Due morti nel carcere di Bergamo a pochi giorni di distanza, forse per abuso di psicofarmaci
Una duplice tragedia, la più recente una decina di giorni fa. La vicenda riaccende i riflettori sul tema delle condizioni di detenzione
Potrebbe esserci l'abuso di psicofarmaci, unito all'utilizzo di sostanze stupefacenti, dietro alle due morti avvenute a pochi giorni di distanza l'una dall'altra nella casa circondariale di via Gleno. È questa l'ipotesi della Procura, che ha disposto l'autopsia dei corpi dei due uomini, entrambi di origine nordafricana, di 30 e 35 anni.

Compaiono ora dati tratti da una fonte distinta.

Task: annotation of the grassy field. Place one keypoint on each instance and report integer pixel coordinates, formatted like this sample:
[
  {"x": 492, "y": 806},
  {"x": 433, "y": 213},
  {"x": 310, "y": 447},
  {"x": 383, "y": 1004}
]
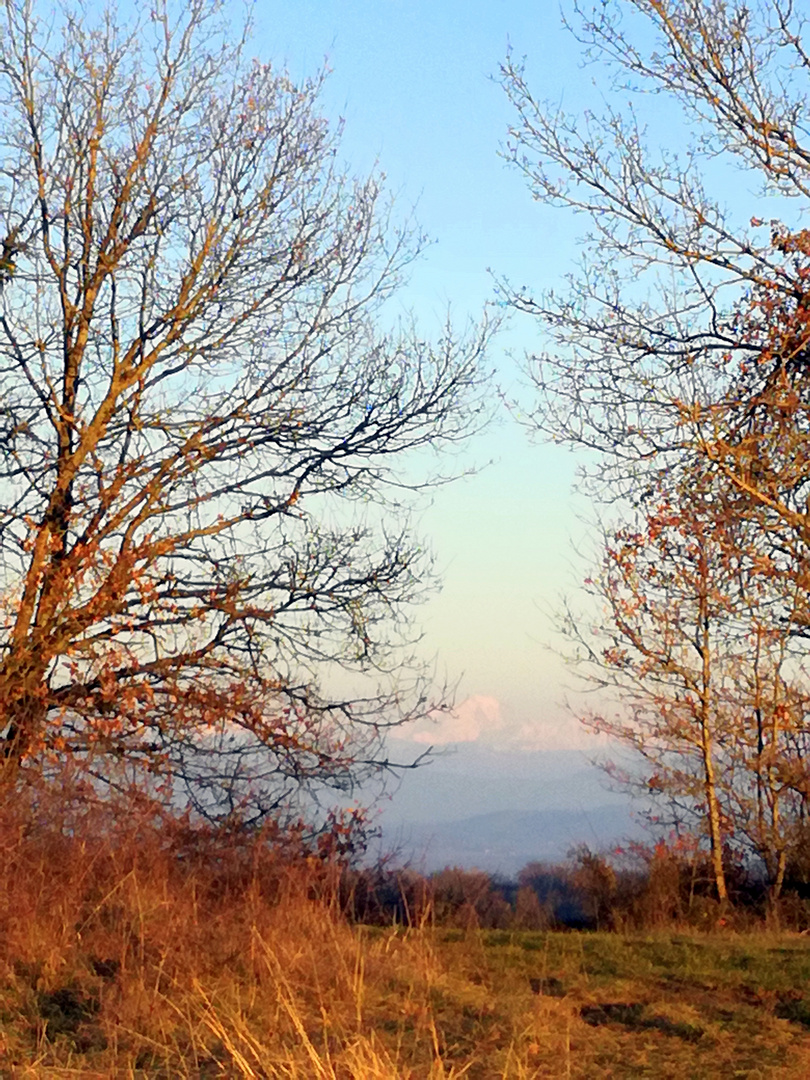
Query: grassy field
[
  {"x": 304, "y": 995},
  {"x": 129, "y": 952}
]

Una duplice tragedia, la più recente una decina di giorni fa a distanza di qualche giorno dalla prima. In uno dei due casi, come riporta L'Eco di Bergamo, c'è stato anche il ricovero del compagno di cella, che si troverebbe ora in condizioni serie.

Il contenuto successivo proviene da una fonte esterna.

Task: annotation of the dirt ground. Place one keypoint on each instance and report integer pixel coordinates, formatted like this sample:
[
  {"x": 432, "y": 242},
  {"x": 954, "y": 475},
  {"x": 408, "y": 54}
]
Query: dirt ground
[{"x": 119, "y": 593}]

La vicenda riaccende così i riflettori su due temi: le condizioni dei sistemi di detenzione e la presenza di soggetti con patologie psichiatriche che dovrebbero essere accolti in strutture apposite. In via Gleno, al 31 maggio, risultavano 479 reclusi, ovvero 164 in più rispetto alla capienza massima (pari a 315 posti). A questo dato si aggiunge il fatto che in Lombardia il quarantuno per cento dei detenuti soffre di tossicodipendenza.
Il sottodimensionamento del personale di polizia penitenziaria e di assistenza sanitaria è un altro tallone d'Achille che necessita di risoluzione e che – stando a quanto afferma Gino Gelmi, vicepresidente dell'associazione Carcere e Territorio – amplifica ancora di più il problema di quei soggetti che dovrebbero essere seguiti altrove per via delle loro patologie psichiatriche. Con il rischio che si creino problemi di convivenza a causa degli ambienti non adeguati.
E, nei casi più estremi, anche morti, come sarebbe accaduto per i due trentenni. «Non è un problema solo di Bergamo – sottolinea Riccardo Tropea, presidente della sezione di Bergamo della Camera penale –, ma diffuso. La direzione presta la massima attenzione, questo è però un campanello d’allarme».